Europa, por su parte, contribuyó a la sensación de incertidumbre internacional a través de dos vías. Por un lado, el Gobierno italiano dominado por Salvini puso rumbo de colisión con la UE en materia fiscal, negándose a aceptar las reglas del Pacto de Estabilidad, con el riesgo que esto tenía, dado el tamaño de la economía italiana en la zona euro y su altísimo nivel de endeudamiento. Por otro lado, Reino Unido, y más concretamente su Parlamento, no acababa de encontrar una solución a su acuerdo de divorcio con la UE, pareciendo inevitable que, en el otoño, los británicos abandonarían la Unión de la peor forma posible, a las bravas y sin ningún tipo de acuerdo.
Por si esto fuera poco, la producción industrial alemana, arrastrada por el sector del automóvil, aceleró a partir de abril su declive, que ya había empezado en la segunda mitad de 2018. Debemos recordar que el sector industrial alemán es el corazón del PIB y de la exportación alemana, y Alemania es el centro de la UE y de la zona euro. Si la industria alemana no va bien, algo esencial deja de funcionar en la UE en su conjunto.
Por separado, cada uno de estos acontecimientos no es suficiente para provocar una recesión mundial, pero todos ellos en conjunto crearon un ambiente de incertidumbre y pesimismo que empezó a afectar a la inversión y el consumo. Es entonces cuando los bancos centrales, alarmados porque la suave desaceleración, dirigida a alinear el crecimiento de las economías con su crecimiento potencial, se convirtiera en una recesión, decidieron no sólo frenar sus planes de normalización de la política monetaria, sino que pidieron una expansión fiscal a los países que estuvieran en condiciones de hacerlo.
En estos momentos, unos meses más tarde, la situación global es sensiblemente mejor. La guerra comercial entre China y Estados Unidos, no ha ido a más, incluso es posible que se confirme, si no la paz, por lo menos un alto el fuego. Las tensiones entre Arabia e Irán, aunque continúan ahí, tampoco se han disparado, y el precio del crudo se sigue moviendo entre 60 y 70 dólares el barril, niveles que, aunque no impulsan el crecimiento, tampoco lo frenan. En Italia hay un nuevo Gobierno, que seguirá peleando para que se apliquen más benignamente las reglas del Pacto de Estabilidad, pero acepta las reglas del juego y no parece que vaya a poner en peligro la estabilidad de la zona euro. En Reino Unido, tras la dramática salida de Downing Street de Theresa May, el nuevo Gobierno de Boris Johnson tiene mayoría suficiente para imponer el acuerdo alcanzado con Bruselas y tiene un año por delante para definir la futura relación definitiva con Europa.

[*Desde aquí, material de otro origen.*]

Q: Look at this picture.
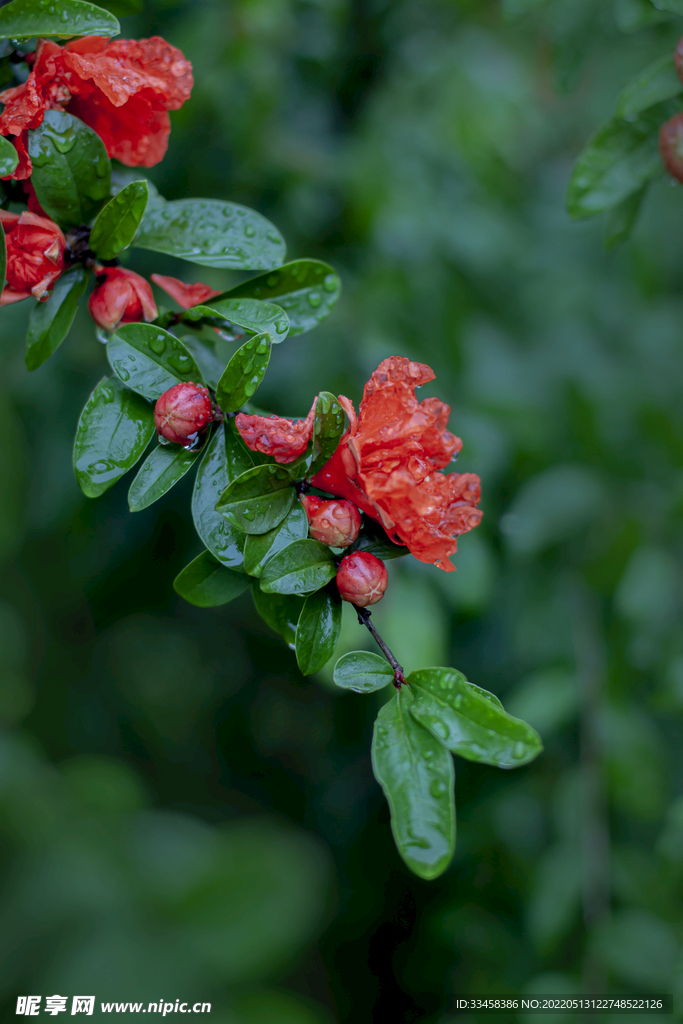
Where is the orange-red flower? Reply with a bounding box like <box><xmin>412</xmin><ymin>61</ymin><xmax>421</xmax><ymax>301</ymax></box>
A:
<box><xmin>152</xmin><ymin>273</ymin><xmax>221</xmax><ymax>309</ymax></box>
<box><xmin>0</xmin><ymin>36</ymin><xmax>193</xmax><ymax>178</ymax></box>
<box><xmin>234</xmin><ymin>398</ymin><xmax>317</xmax><ymax>465</ymax></box>
<box><xmin>88</xmin><ymin>266</ymin><xmax>159</xmax><ymax>331</ymax></box>
<box><xmin>311</xmin><ymin>356</ymin><xmax>481</xmax><ymax>572</ymax></box>
<box><xmin>0</xmin><ymin>210</ymin><xmax>66</xmax><ymax>306</ymax></box>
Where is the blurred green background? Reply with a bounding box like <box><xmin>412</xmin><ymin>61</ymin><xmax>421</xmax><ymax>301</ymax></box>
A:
<box><xmin>0</xmin><ymin>0</ymin><xmax>683</xmax><ymax>1024</ymax></box>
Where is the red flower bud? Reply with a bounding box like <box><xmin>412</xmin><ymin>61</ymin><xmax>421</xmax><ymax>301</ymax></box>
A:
<box><xmin>155</xmin><ymin>381</ymin><xmax>213</xmax><ymax>447</ymax></box>
<box><xmin>337</xmin><ymin>551</ymin><xmax>389</xmax><ymax>608</ymax></box>
<box><xmin>301</xmin><ymin>495</ymin><xmax>360</xmax><ymax>548</ymax></box>
<box><xmin>88</xmin><ymin>266</ymin><xmax>159</xmax><ymax>331</ymax></box>
<box><xmin>0</xmin><ymin>210</ymin><xmax>66</xmax><ymax>306</ymax></box>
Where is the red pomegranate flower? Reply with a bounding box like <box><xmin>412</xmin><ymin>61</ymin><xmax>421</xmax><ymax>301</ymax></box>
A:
<box><xmin>88</xmin><ymin>266</ymin><xmax>159</xmax><ymax>331</ymax></box>
<box><xmin>0</xmin><ymin>210</ymin><xmax>66</xmax><ymax>306</ymax></box>
<box><xmin>152</xmin><ymin>273</ymin><xmax>221</xmax><ymax>309</ymax></box>
<box><xmin>0</xmin><ymin>36</ymin><xmax>193</xmax><ymax>178</ymax></box>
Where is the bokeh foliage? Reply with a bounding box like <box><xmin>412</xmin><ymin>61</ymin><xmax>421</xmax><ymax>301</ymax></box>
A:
<box><xmin>0</xmin><ymin>0</ymin><xmax>683</xmax><ymax>1024</ymax></box>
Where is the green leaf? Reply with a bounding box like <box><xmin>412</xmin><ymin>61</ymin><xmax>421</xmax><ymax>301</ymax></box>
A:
<box><xmin>307</xmin><ymin>391</ymin><xmax>345</xmax><ymax>476</ymax></box>
<box><xmin>74</xmin><ymin>377</ymin><xmax>155</xmax><ymax>498</ymax></box>
<box><xmin>252</xmin><ymin>584</ymin><xmax>304</xmax><ymax>649</ymax></box>
<box><xmin>332</xmin><ymin>650</ymin><xmax>393</xmax><ymax>693</ymax></box>
<box><xmin>128</xmin><ymin>444</ymin><xmax>200</xmax><ymax>512</ymax></box>
<box><xmin>193</xmin><ymin>423</ymin><xmax>252</xmax><ymax>568</ymax></box>
<box><xmin>240</xmin><ymin>502</ymin><xmax>308</xmax><ymax>577</ymax></box>
<box><xmin>26</xmin><ymin>265</ymin><xmax>90</xmax><ymax>370</ymax></box>
<box><xmin>106</xmin><ymin>324</ymin><xmax>202</xmax><ymax>401</ymax></box>
<box><xmin>0</xmin><ymin>134</ymin><xmax>19</xmax><ymax>178</ymax></box>
<box><xmin>615</xmin><ymin>53</ymin><xmax>683</xmax><ymax>121</ymax></box>
<box><xmin>173</xmin><ymin>551</ymin><xmax>251</xmax><ymax>608</ymax></box>
<box><xmin>373</xmin><ymin>686</ymin><xmax>456</xmax><ymax>879</ymax></box>
<box><xmin>261</xmin><ymin>540</ymin><xmax>337</xmax><ymax>595</ymax></box>
<box><xmin>407</xmin><ymin>669</ymin><xmax>543</xmax><ymax>768</ymax></box>
<box><xmin>135</xmin><ymin>199</ymin><xmax>285</xmax><ymax>270</ymax></box>
<box><xmin>29</xmin><ymin>113</ymin><xmax>112</xmax><ymax>227</ymax></box>
<box><xmin>211</xmin><ymin>259</ymin><xmax>341</xmax><ymax>335</ymax></box>
<box><xmin>216</xmin><ymin>465</ymin><xmax>296</xmax><ymax>534</ymax></box>
<box><xmin>0</xmin><ymin>0</ymin><xmax>121</xmax><ymax>39</ymax></box>
<box><xmin>295</xmin><ymin>587</ymin><xmax>341</xmax><ymax>676</ymax></box>
<box><xmin>216</xmin><ymin>334</ymin><xmax>270</xmax><ymax>413</ymax></box>
<box><xmin>179</xmin><ymin>299</ymin><xmax>290</xmax><ymax>345</ymax></box>
<box><xmin>90</xmin><ymin>180</ymin><xmax>150</xmax><ymax>259</ymax></box>
<box><xmin>567</xmin><ymin>103</ymin><xmax>675</xmax><ymax>217</ymax></box>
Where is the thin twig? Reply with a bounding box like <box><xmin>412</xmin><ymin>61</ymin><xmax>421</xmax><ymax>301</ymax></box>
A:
<box><xmin>353</xmin><ymin>604</ymin><xmax>405</xmax><ymax>690</ymax></box>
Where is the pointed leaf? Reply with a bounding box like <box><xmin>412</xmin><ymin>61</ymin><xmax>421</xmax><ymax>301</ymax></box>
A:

Todas las amenazas de la economía mundial que a principios del verano encendieron todas las alarmas, están en mejor situación que hace unos meses, o al menos no han empeorado. Todas menos una. La evolución del sector industrial alemán. Los últimos datos de octubre, con una reducción de la producción interanual del 5,3 por ciento, son los peores desde 2009. La caída de la actividad en su conjunto, pero sobre todo el automóvil, sigue siendo alarmante. Dada la importancia de la industria alemana para Europa, y sus consecuencias directas e indirectas para la economía española, ahora que todavía hay tiempo, deberíamos pedir a los Reyes Magos para 2020 una recuperación del sector industrial alemán (y que no se estropee nada de lo demás).